The requirement loads most of the risk that the loan goes bad on the business owner, rather than the banks.
It means that the banks can go after the personal property of the owner of a firm if their business goes under and they cannot afford to pay off the debt.
Their main home would be protected but the bank could go after other assets.
Those can include things like personal savings, shares or holiday homes. And some think that will stop business owners from making use of the emergency loan scheme, which the government put in place to stop businesses from going under during the coronavirus crisis.
The coronavirus business interruption loans (CBIL) are a key plank of the government’s package to protect businesses throughout the ongoing shutdown.
The British Business Bank, the government body that is overseeing the scheme told lenders they have discretion over the security they require.
According to UK Finance, formerly the British Bankers Association, the scheme should offer loans of up to £5m, where the government promises to cover 80% of losses if the money is not repaid. But, it notes: “Lenders may require security for the facility.”
And that could allow banks to repossess the owner’s personal property as well as the assets of the business if the firm goes under.
Barclays has told customers they will be required to sign personal guarantees to access the government-supported emergency finance. And HSBC told the BBC it will require a form of personal guarantee for loans over £100,000.
However, Royal Bank of Scotland, which also owns NatWest, has confirmed it will offer business interruption loans without asking business owners for personal guarantees – proving that more generous terms can be offered.
The other banks will now come under pressure from business customers to copy RBS.
Personal guarantees allow banks to lend more because it means they are more likely to get their money back. That means they don’t have to put as much money aside to cover failures, which is one of the biggest costs for a bank.
But the use of personal guarantees shifts the risk from the bank and the government on to the business owner themselves.

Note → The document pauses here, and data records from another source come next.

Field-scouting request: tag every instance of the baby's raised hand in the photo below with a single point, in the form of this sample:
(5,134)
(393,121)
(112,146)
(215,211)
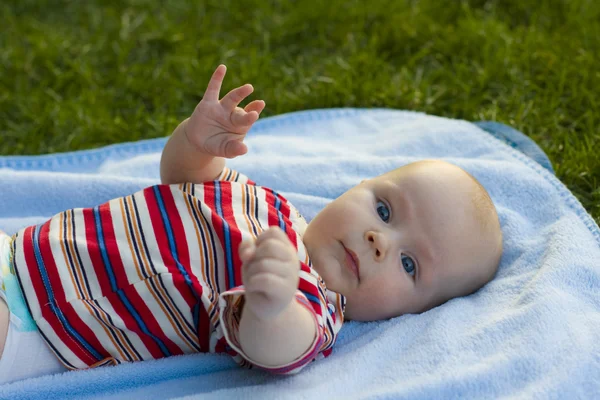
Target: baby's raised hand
(270,273)
(218,127)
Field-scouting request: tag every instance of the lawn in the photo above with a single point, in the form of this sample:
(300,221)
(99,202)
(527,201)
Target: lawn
(82,74)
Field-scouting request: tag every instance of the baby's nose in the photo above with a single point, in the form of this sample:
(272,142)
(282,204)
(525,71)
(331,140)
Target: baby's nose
(378,243)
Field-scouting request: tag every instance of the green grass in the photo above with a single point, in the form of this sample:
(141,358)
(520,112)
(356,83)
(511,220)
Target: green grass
(81,74)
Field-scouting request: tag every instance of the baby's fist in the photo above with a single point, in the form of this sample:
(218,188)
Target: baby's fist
(270,273)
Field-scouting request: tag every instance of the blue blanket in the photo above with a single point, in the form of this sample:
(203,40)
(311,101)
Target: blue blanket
(533,332)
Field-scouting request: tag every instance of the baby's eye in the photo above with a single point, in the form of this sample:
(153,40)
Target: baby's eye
(383,211)
(408,264)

If a loan of £100,000 was made to a failed business and the owner had signed a personal guarantee, the bank would first repossess the assets of the owner or the business. Only then would the government step in to cover 80% of whatever loss remained and the bank would only have to fund whatever was left after that.
Business owners and MPs say that is not fair when the firms themselves are only seeking the loans because of emergency measures introduced by the government.

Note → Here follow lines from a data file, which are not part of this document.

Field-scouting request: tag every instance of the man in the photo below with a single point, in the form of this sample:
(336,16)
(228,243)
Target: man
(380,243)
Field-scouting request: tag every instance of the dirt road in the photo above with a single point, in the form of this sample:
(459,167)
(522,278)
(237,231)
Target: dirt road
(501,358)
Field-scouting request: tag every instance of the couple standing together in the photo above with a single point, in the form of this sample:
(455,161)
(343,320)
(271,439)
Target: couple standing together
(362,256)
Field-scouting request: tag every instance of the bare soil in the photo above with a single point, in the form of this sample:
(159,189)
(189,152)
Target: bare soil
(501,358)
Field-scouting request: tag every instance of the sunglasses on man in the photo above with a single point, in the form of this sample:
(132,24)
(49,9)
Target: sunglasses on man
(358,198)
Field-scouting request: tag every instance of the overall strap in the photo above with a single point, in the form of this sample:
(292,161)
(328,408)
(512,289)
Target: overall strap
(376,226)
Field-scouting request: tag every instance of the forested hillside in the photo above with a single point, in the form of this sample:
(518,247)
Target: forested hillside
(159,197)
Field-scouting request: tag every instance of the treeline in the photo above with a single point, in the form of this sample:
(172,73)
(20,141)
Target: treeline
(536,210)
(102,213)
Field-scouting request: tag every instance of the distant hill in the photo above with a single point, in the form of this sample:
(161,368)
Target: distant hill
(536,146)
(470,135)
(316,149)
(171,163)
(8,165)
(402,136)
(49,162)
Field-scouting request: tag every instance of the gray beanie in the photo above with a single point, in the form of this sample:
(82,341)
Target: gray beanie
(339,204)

The SME Alliance, which represents small and medium sized enterprises and is led by business owner Andy Keats, said that while business owners were grateful for the recognition that most firms will need help to survive the crisis, “yet again, it is the banks and not businesses who will receive the funds to help SMEs”.

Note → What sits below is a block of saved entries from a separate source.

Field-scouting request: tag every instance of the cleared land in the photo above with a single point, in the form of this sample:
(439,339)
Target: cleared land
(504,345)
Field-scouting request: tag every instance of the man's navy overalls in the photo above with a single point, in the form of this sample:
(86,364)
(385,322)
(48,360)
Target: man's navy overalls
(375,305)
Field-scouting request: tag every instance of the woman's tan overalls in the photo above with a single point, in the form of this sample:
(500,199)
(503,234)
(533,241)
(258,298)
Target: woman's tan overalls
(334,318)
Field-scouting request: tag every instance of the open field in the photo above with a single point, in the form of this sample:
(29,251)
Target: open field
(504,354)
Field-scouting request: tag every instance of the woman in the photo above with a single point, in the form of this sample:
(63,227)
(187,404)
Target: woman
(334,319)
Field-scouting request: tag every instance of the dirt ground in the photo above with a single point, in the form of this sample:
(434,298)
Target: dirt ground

‘Business owners take all the risk’
It said banks were seeking security – property they can repossess if the loan is not repaid – for the entire value of the business interruption loans.
“We would appreciate some clarity because, as things stand, the proposed loans mean the banks have no risk, the government has a small risk and businesses and their officers have 100% risk,” said Mr Keats.
The All-Party Parliamentary Group on Fair Business Banking tweeted: “There is confusion about [coronavirus business interruption loan schemes]. Treasury must issue clear guidance on parameters and not allow security at ‘discretion of the lender’ to muddy the waters. Unprecedented times require emergency funding. Keep it simple, and no [personal guarantees].”
Kevin Hollinrake MP, a former business owner who chairs the group, said: “I asked the chief secretary to the Treasury [Steve Barclay] in the House of Commons – does the new scheme include personal guarantees and he said it was his understanding that it would not. Well it’s my understanding now that it will.
“It should not include [personal guarantees]. If it does, very few business owners are going to want to take it up. In normal business circumstances, you can’t expect banks to lend money without some sort of commitment. But these are unheralded times and unprecedented measures.”